Реми Гайяр. Француз. Врач-инфекционист. Сорок два года — или сорок три, он никогда не называл точную цифру, как не называют её те, кому эта цифра категорически не нравится. Высокий, болезненно худой, с лицом, на котором вечная усталость и едкая ирония жили бок о бок, как соседи, которые ненавидят друг друга, но не могут разъехаться из-за нехватки денег. Он работал в Конго уже два года — сначала в Букаву, потом в Кисангани, теперь в Киншасе, координировал программы ВОЗ. За эти два года Реми оброс тем непробиваемым, злым цинизмом, который появляется от того, что человек слишком долго смотрит на вещи, которые вообще не должны существовать в цивилизованном мире, и вынужден каждый день называть их по имени.

Разведённый. Жена ушла полгода назад — Лео не знал деталей, а Реми не распространялся, но по тому, как француз смотрел на местных женщин — быстро, оценивающе, с голодной жадностью, прячущейся за изысканной учтивостью, — было ясно, что рана внутри него всё ещё кровоточит, а цинизм — лишь сухая корочка на этой ране.

— За миссию, Гонзалес, — Реми поднял полную рюмку. Текила была местной, без названия, с резким запахом печёной агавы и бензина.

— За миссию, — Лео чокнулся с ним.

Они пили грубо и быстро. Текила — в рюмку, залпом, а следом — глоток ледяного, колющего горло пива Primus. Этот ритуал Лео привёз ещё из Техаса, из колледжа, с тех времён, когда алкоголь был не удовольствием, а формой доступного самоуничтожения.

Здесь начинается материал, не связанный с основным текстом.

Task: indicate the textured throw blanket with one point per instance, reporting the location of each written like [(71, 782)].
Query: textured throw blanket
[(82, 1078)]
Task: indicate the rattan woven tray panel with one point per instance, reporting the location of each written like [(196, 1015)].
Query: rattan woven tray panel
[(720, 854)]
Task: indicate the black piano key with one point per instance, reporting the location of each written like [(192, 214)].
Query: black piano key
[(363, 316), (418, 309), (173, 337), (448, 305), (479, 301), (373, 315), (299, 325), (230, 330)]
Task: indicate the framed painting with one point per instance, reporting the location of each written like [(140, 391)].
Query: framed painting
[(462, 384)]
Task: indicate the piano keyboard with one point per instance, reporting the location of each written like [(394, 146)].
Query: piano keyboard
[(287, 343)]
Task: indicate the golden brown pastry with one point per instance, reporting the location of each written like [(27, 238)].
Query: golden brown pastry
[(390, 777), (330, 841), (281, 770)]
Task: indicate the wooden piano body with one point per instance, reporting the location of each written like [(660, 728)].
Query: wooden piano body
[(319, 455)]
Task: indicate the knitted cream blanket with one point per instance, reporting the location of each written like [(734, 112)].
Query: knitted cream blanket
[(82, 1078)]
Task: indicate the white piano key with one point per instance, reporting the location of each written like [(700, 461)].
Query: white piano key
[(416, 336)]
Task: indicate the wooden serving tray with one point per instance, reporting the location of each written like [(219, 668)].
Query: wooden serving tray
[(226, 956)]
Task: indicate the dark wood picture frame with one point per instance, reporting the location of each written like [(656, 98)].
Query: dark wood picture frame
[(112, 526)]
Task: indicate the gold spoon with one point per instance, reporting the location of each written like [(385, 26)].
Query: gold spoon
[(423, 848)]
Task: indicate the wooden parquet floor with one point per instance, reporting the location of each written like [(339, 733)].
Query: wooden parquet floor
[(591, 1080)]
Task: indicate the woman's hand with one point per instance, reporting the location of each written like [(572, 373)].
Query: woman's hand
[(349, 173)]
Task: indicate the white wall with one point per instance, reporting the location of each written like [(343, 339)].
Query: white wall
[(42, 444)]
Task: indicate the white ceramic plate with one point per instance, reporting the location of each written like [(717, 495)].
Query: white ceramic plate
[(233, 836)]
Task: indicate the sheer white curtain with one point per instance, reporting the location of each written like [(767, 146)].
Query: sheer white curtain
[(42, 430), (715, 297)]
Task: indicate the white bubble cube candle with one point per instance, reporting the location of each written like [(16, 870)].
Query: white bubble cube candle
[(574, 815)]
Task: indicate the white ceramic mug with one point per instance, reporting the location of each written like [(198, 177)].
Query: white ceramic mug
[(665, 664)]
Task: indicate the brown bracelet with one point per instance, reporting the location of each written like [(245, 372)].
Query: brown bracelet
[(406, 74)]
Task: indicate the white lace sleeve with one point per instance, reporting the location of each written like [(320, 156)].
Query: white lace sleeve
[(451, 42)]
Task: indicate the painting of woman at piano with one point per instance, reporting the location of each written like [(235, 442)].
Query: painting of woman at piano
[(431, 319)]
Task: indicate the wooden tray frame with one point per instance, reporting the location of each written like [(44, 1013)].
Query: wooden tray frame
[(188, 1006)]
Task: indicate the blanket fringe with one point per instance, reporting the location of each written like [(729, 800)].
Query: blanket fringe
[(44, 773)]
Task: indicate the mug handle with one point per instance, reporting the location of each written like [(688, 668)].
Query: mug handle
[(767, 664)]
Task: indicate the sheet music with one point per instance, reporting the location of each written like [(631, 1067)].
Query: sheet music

Реми же пил иначе: медленно, смакуя каждый глоток, как истинный сомелье, и каждую рюмку сопровождал язвительным комментарием: «Слабая», «Лучше, чем та дрянь в Букаву», «О, а в этой есть нота земли, если бы только у кукурузы водилась душа».

Бар был заполнен наполовину. Местные мужчины в ярких рубашках, женщины с высокими причёсками, экспаты из ООН, парочка заезжих туристов-авантюристов и хмурый военный советник из Марокко, который пил чистый виски и смотрел в одну точку. Из динамиков, прибитых к стенам грязным скотчем, лился пёстрый звуковой поток — лингала, соул, электронные басы, а потом, вдруг, без всякого перехода, колонки выплюнули тягучий, тёмный звук.

…I don’t want to see…

U2. «Love is Blindness». Лео мгновенно узнал первые такты — этот низкий дрон клавишных, тяжёлый и густой, как чёрный мёд. Внутри него что-то болезненно дёрнулось, как дёргается оголённый нерв, когда задевают давний, забытый шрам. Песня из далёкого прошлого. Из того самого кинотеатра «Сан-Мартин», где он сидел подростком и ещё не понимал смысла этих английских слов, но кожей чувствовал безнадёжный, красивый, обволакивающий звук, от которого хотелось зажмуриться и никогда больше не открывать глаз.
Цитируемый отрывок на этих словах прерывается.